- M T Anderson
- The Kingdom on the Waves
- The_Kingdom_on_the_Waves_split_005.html
THE BOY
OCTAVIAN IS RAISED IN A GAUNT HOUSE by men engaged in
mysterious pursuits.
It is revealed that the men of the house are philosophers pursuing
subtle knowledge of the arts and sciences, calling themselves
The Novanglian College of Lucidity:
Novanglian, for the house is located in the New England
Colonies, in the town of Boston;
Lucidity, for it is an age when Enlightenment illumines
every corner of the unknown. The eccentricities of that College are many; the boy
Octavian’s mother will not tell him of why he must live there, or
why she is constrained as often she is. The reader is made acquainted with two of
Octavian’s friends, a slave named Pro Bono and Octavian’s tutor,
Dr.
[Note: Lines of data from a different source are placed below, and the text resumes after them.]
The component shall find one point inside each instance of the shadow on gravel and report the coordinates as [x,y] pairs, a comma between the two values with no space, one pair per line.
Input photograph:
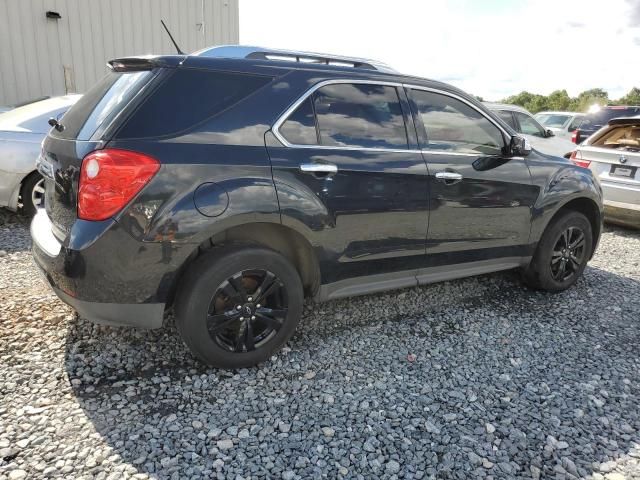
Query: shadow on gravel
[506,382]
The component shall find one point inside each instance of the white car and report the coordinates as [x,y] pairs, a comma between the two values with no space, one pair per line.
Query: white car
[21,133]
[613,155]
[563,124]
[542,139]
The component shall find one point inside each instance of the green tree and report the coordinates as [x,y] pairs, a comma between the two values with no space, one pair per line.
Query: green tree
[591,97]
[631,98]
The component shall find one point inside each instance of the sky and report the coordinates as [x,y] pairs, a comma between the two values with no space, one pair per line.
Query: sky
[491,48]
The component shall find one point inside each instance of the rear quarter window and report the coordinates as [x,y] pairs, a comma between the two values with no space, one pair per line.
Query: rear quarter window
[187,98]
[100,104]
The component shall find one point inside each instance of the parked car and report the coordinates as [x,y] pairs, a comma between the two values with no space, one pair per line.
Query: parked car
[613,155]
[592,122]
[542,139]
[562,124]
[232,188]
[21,133]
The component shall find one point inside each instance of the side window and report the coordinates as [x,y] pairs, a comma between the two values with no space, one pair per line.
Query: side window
[575,123]
[360,115]
[300,126]
[528,125]
[507,117]
[454,126]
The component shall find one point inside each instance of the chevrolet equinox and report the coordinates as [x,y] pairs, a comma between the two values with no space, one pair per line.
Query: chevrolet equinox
[232,183]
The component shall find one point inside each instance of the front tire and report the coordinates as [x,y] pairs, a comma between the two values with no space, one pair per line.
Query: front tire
[562,253]
[238,305]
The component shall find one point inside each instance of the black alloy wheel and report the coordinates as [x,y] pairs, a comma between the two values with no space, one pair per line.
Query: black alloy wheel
[247,310]
[568,254]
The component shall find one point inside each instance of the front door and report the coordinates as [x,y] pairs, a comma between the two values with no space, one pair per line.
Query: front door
[349,173]
[480,200]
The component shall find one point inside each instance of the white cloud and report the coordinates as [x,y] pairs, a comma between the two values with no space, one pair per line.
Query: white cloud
[493,49]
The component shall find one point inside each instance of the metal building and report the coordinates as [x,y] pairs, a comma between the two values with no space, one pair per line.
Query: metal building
[52,47]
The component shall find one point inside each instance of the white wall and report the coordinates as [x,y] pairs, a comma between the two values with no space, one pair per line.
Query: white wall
[40,56]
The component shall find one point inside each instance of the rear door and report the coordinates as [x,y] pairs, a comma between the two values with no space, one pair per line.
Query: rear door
[348,172]
[480,200]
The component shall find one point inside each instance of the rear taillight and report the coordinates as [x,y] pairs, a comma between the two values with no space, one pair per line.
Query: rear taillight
[576,158]
[575,136]
[109,179]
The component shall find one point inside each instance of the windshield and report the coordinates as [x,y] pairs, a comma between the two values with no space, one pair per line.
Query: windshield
[103,101]
[552,119]
[603,116]
[626,137]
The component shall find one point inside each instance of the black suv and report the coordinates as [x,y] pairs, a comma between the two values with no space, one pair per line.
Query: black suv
[232,184]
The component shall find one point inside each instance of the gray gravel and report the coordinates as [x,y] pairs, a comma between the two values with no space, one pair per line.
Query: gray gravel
[474,378]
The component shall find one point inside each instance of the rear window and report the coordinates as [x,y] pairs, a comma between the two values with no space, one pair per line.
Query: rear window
[603,116]
[625,137]
[101,103]
[552,120]
[188,97]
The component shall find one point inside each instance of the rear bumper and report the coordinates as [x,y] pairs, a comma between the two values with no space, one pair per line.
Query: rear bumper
[627,214]
[95,292]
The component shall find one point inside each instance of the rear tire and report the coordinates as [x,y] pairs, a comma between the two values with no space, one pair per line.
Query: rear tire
[238,305]
[32,194]
[562,253]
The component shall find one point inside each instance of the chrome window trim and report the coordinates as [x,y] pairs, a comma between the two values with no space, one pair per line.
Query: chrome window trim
[335,81]
[463,100]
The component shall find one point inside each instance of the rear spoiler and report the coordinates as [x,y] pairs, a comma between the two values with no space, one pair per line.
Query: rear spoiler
[625,121]
[147,62]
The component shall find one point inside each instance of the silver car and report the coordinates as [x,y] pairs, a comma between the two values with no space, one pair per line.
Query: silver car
[21,133]
[613,155]
[563,124]
[540,138]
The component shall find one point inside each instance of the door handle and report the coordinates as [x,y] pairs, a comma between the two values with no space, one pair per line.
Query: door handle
[449,177]
[319,168]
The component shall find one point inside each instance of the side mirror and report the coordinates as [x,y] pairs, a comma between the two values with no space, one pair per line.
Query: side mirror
[519,146]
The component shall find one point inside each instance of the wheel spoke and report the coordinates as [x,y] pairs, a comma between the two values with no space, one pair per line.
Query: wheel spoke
[248,337]
[575,264]
[266,288]
[271,322]
[216,322]
[236,283]
[579,242]
[566,236]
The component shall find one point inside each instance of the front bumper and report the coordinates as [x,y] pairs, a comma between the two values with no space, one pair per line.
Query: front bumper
[85,288]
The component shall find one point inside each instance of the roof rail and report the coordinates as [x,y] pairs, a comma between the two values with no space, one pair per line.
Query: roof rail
[241,51]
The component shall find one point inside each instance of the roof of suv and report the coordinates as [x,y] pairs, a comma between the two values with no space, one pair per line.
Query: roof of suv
[280,59]
[244,51]
[506,106]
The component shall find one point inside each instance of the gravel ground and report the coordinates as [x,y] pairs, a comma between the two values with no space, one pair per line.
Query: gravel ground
[474,378]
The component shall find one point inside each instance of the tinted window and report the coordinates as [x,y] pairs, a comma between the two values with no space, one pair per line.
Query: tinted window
[454,126]
[188,97]
[577,121]
[100,103]
[360,115]
[528,125]
[507,117]
[552,120]
[624,137]
[603,116]
[300,126]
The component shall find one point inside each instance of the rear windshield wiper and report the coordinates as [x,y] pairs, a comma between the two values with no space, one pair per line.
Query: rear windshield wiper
[55,124]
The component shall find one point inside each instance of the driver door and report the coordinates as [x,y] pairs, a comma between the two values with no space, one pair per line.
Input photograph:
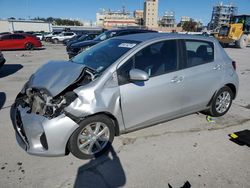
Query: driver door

Trefusis.
Through hints by these savant gentlemen and examination of his
circumstances, Octavian realizes the nature of his situation: He is
the subject of a great experiment, in which the scholars of the
College of Lucidity seek to determine whether the capacities of the
African are equal to those of the
European. Accordingly, Octavian has received instruction
in all of the gentle arts, in the deepest sciences, and is an
excellent Latinist.
The College of Lucidity having suffered some financial
embarrassment, Pro Bono is given to a potential investor as a gift.
As the Colonies
resist taxation by the Crown, the tumults of war press themselves
upon the College.
Adding to the distresses of the age, the smallpox threatens the
beleaguered city.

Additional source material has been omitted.